Preliminary investigation of the administration of biperiden to reduce relapses in individuals with cocaine/crack user disorder: A randomized controlled clinical trial

Abstract

BackgroundSeveral studies have demonstrated that ACh modulates the dopaminergic circuit in the nucleus accumbens, and its blockade appears to be associated with the inhibition of the reinforced effect or the increase in dopamine caused by cocaine use. The objective of this study was to evaluate the effect of biperiden (a muscarinic receptor antagonist with a relatively higher affinity for the M1 receptor) on crack/cocaine use relapse compared to a control group that received placebo. MethodsThis study is a double-blind, randomized, placebo-controlled clinical trial.
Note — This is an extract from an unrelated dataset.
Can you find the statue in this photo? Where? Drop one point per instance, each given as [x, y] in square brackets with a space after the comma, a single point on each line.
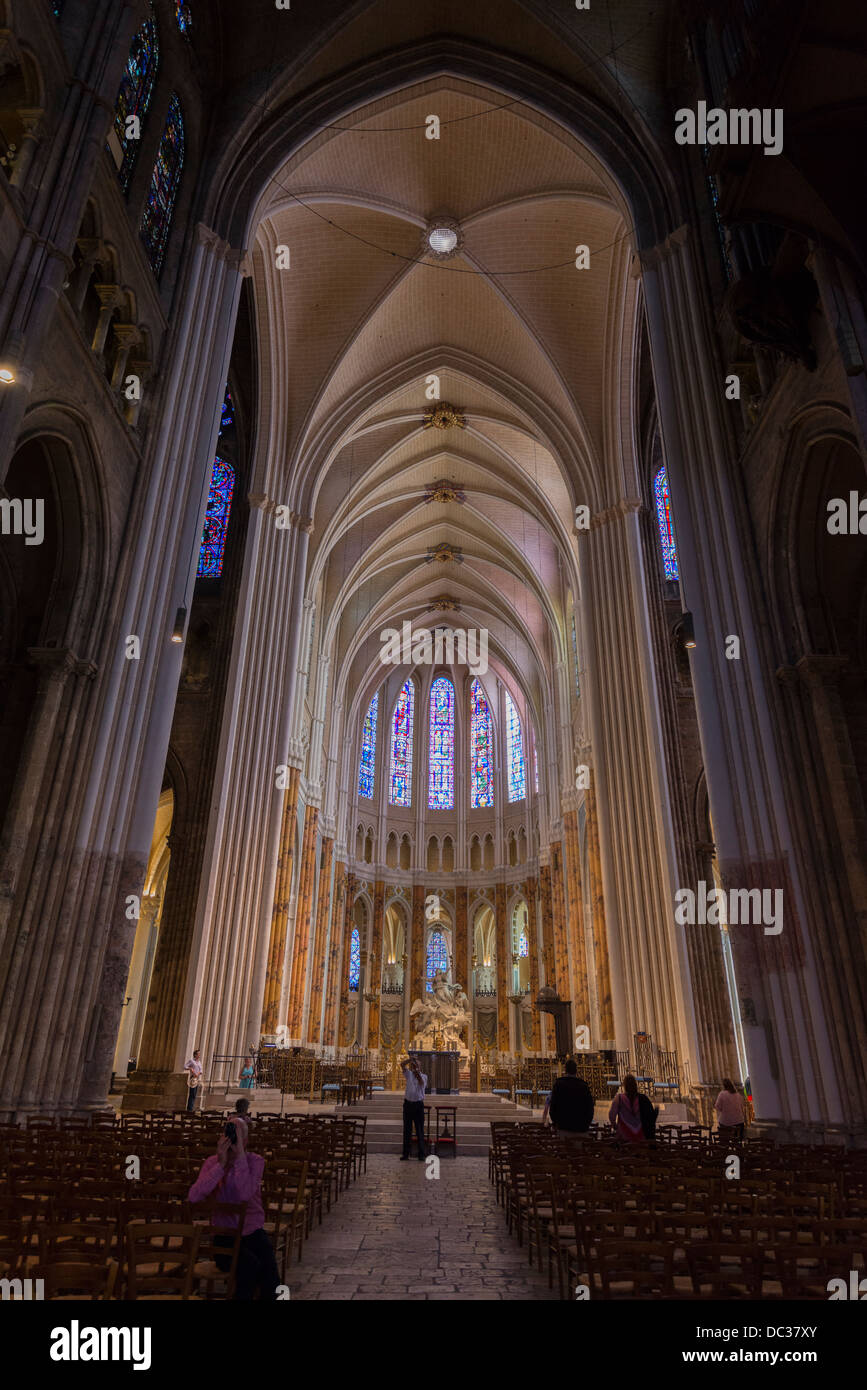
[443, 1014]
The intervention group received 2 mg of biperiden, 3 times a day, for a period of 3 months. The control group received identical placebo capsules, at the same frequency and over the same period. All participants were followed for a period of six months. ResultsThe sample comprised 128 people, with 61 in the control group and 67 in the biperiden group. Lower substance consumption was observed in the group that received biperiden treatment two (bT2 = −2.2 [−3.3; −1.0], p < 0.001) and six months (bT4 = −6, 2 [−8.6; −3.9], p < 0.001) after the beginning of the intervention. The biperiden group had a higher latency until a possible first day of consumption, in the same evaluation periods (bT2 = 0.26 [0.080; 0.44], p = 0.004; bT4 = 0.63 [0.32; 0.93], p < 0.001). ConclusionsDespite the major limitations of the present study, the group that received biperiden reduced the number of days of cocaine/crack use and showed an increase in the latency time for relapse. More studies are needed to confirm the utility of this approach.